The SNP has historically been at odds with UK governments given the difference in constitutional stances, with the relationship branching into outright hostility at times in recent years.

But asked if the DRS had descended into a constitutional battle between two entrenched sides, the First Minister said: “I think it’s really unfair to describe it that way, because what we’ve done is play by the rules.”

The Scottish Government, he said, passed the regulations through Holyrood and the DRS falls within the powers of the Scottish Parliament.

“What the UK Government has done is make it a constitutional fight by invoking the Internal Market Act, something they didn’t have to do, but chose to do,” he said.

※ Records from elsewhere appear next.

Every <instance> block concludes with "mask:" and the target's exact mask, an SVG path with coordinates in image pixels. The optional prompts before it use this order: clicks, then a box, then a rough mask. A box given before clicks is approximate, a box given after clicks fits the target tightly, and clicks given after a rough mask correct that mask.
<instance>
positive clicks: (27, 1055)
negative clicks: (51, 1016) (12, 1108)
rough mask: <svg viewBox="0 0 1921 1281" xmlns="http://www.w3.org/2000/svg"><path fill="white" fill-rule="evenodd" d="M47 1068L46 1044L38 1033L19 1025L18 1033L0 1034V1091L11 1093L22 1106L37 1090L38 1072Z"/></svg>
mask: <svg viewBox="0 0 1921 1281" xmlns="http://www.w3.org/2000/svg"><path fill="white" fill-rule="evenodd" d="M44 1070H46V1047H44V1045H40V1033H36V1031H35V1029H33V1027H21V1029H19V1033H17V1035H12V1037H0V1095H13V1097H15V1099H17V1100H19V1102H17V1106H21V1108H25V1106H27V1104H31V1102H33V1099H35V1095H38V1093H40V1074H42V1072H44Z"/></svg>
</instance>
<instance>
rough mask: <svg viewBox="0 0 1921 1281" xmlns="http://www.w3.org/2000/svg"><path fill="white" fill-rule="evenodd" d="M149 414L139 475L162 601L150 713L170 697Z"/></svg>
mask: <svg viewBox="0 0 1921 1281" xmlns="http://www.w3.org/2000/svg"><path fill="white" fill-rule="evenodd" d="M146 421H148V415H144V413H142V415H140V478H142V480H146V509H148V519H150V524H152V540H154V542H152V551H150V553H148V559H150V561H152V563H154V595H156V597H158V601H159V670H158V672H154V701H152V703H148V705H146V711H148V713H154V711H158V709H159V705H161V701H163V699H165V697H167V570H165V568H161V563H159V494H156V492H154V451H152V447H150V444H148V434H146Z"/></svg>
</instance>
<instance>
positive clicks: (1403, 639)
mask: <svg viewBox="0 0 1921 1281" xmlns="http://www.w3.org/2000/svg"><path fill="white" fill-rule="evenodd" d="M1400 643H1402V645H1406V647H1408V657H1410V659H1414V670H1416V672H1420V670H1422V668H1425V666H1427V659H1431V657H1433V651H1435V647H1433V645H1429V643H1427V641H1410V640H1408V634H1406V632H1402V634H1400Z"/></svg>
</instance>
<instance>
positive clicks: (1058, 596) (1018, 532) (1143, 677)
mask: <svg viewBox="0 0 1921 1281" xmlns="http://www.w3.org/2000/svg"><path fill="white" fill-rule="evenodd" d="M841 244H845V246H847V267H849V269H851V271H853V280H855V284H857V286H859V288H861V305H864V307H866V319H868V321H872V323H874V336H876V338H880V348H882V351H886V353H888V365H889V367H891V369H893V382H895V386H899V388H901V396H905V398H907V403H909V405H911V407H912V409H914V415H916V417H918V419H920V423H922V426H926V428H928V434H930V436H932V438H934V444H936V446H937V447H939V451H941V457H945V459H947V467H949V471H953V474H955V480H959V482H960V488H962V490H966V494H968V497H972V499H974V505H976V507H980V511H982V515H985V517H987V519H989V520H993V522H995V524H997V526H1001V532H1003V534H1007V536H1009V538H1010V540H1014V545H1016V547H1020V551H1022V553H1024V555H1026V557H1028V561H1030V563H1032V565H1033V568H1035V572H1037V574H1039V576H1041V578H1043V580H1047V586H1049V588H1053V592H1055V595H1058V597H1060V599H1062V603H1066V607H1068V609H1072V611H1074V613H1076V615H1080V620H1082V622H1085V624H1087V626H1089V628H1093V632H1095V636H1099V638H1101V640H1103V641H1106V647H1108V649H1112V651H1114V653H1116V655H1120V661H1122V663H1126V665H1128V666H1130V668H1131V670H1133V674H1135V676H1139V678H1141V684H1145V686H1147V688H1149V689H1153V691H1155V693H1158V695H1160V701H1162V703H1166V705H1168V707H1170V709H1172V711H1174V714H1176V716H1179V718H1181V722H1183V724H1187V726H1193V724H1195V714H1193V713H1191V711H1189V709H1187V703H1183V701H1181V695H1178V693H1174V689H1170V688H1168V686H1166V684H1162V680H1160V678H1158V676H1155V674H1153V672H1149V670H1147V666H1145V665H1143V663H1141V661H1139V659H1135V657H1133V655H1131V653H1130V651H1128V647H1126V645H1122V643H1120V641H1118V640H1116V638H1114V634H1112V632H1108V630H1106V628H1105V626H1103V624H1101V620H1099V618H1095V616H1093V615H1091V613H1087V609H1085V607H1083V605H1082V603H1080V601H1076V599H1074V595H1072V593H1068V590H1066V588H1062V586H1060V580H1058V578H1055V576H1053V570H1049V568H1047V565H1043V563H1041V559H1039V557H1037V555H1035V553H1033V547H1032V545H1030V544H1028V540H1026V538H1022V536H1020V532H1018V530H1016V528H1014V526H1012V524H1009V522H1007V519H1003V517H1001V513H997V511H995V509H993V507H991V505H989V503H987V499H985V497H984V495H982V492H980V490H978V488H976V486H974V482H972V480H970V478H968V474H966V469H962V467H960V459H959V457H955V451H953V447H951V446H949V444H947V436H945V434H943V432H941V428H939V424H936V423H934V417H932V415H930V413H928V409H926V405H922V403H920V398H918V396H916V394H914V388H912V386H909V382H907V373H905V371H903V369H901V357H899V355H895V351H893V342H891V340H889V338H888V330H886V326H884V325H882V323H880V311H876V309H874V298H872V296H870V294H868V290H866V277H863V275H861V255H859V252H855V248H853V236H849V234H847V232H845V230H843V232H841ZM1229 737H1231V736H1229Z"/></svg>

In his letter, the First Minister wrote: “There are much wider consequences of the decision.

“This UK Government intervention at such a late stage demonstrates a major erosion of the devolution settlement.

“I urge you to revoke the conditions set out in your letter and grant a full exclusion for Scotland’s DRS, to be implemented as per the regulations agreed by the Scottish Parliament in this area of devolved competence.”

The Scotland Office said it would respond to the First Minister’s letter in due course, with a spokeswoman adding: “The Government remains unwavering in its commitment to improving the environment while also upholding the UK’s internal market.

“The drinks industry has raised concerns about the Scottish Government’s DRS differing from plans in the rest of the UK, resulting in the Scottish Government reviewing and pausing their scheme earlier this year.

“We have listened to these concerns and that is why we have accepted the Scottish Government’s request for a UK internal market (UKIM) exclusion on a temporary and limited basis to ensure the Scottish Government’s scheme aligns with planned schemes for the rest of the UK.

“Deposit return schemes need to be consistent across the UK and this is the best way to provide a simple and effective system.

“A system with the same rules for the whole UK will increase recycling collection rates and reduce litter – as well as minimise disruption to the drinks industry and ensure simplicity for consumers.”